Better for Parliament to buckle down on Budget than count confidence votes for Anwar, says DAP’s Ramkarpal

Malay Mail
Malay Mail

KUALA LUMPUR, Nov 26 — Second-term Bukit Gelugor MP Ramkarpal Singh today said Prime Minister Datuk Seri Anwar Ibrahim does not need to call for a confidence vote in the Dewan Rakyat to prove his legitimacy to lead the new federal government.

With a nod to the country’s economic challenges weighing down on Malaysians and the deadline for the civil service’s salaries looming, the DAP politician suggested instead that priority be given to passing Budget 2023.

“I am of the view that it is unnecessary for Prime Minister Datuk Seri Anwar Ibrahim to table a motion for a vote of confidence when Parliament commences on 19.12.2022 as it is clear now that he enjoys an overwhelming majority in excess of 140 seats.

“In fact, it is likely that Pakatan Harapan now has a two-thirds majority in Parliament,” he said in a statement.

He pointed out that the biggest obstacle to Anwar’s government leadership, Perikatan Nasional (PN) chairman Tan Sri Muhyiddin Yassin, had already conceded.

“It is understandable for Anwar to have announced his intention to table a motion of confidence as it was made before Muhyiddin conceded that PH had the numbers on 25.11.2022.

“With Muhyiddin’s said concession and confirmation that PN will provide a check and balance to the government by being in the opposition, the need for a vote of confidence by PH does not arise.

“It would be better to focus on the Budget and prepare thoroughly for the same in the upcoming parliamentary sitting instead of wasting time on a vote of confidence which serves no purpose now,” Ramkarpal added.

Budget 2023 was originally tabled by then finance minister Datuk Seri Tengku Zafrul Abdul Aziz on October 7, three days before the Dewan Rakyat was dissolved to pave way for the 15th general election that ended on November 19 in a hung Parliament.

Ramkarpal said a test of the government leader’s support in a confidence vote is a constitutional convention in Commonwealth countries when a clear outcome is uncertain, citing the recent votes in the UK for Boris Johnson in June and his predecessor Theresa May in 2018 as examples.

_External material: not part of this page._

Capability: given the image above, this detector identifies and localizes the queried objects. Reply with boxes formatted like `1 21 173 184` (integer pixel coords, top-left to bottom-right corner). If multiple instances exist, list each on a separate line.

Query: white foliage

He added that a vote of confidence “ought to be encouraged when there are doubts as to whether a government has the majority in Parliament, for instance when Perikatan Nasional came into power after the Sheraton move”. Anwar had promised to table a confidence vote as the first order of business in Parliament after his appointment as prime minister last Thursday.

The PH coalition won 82 seats out of 222 while PN scored 73.

Both coalitions failed to meet the conventional simple majority of 112 seats to take Putrajaya, prompting the Yang di-Pertuan Agong to step in and propose a PH-PN unity government.

Muhyiddin rejected the proposal, insisting he had the signed support of 117 MPs.

But Anwar has since succeeded in getting the support of the other coalitions — Barisan Nasional (30 seats), Gabungan Parti Sarawak (22 seats), and Gabungan Rakyat Sabah (six seats) for a total of 140 seats — to helm the federal government.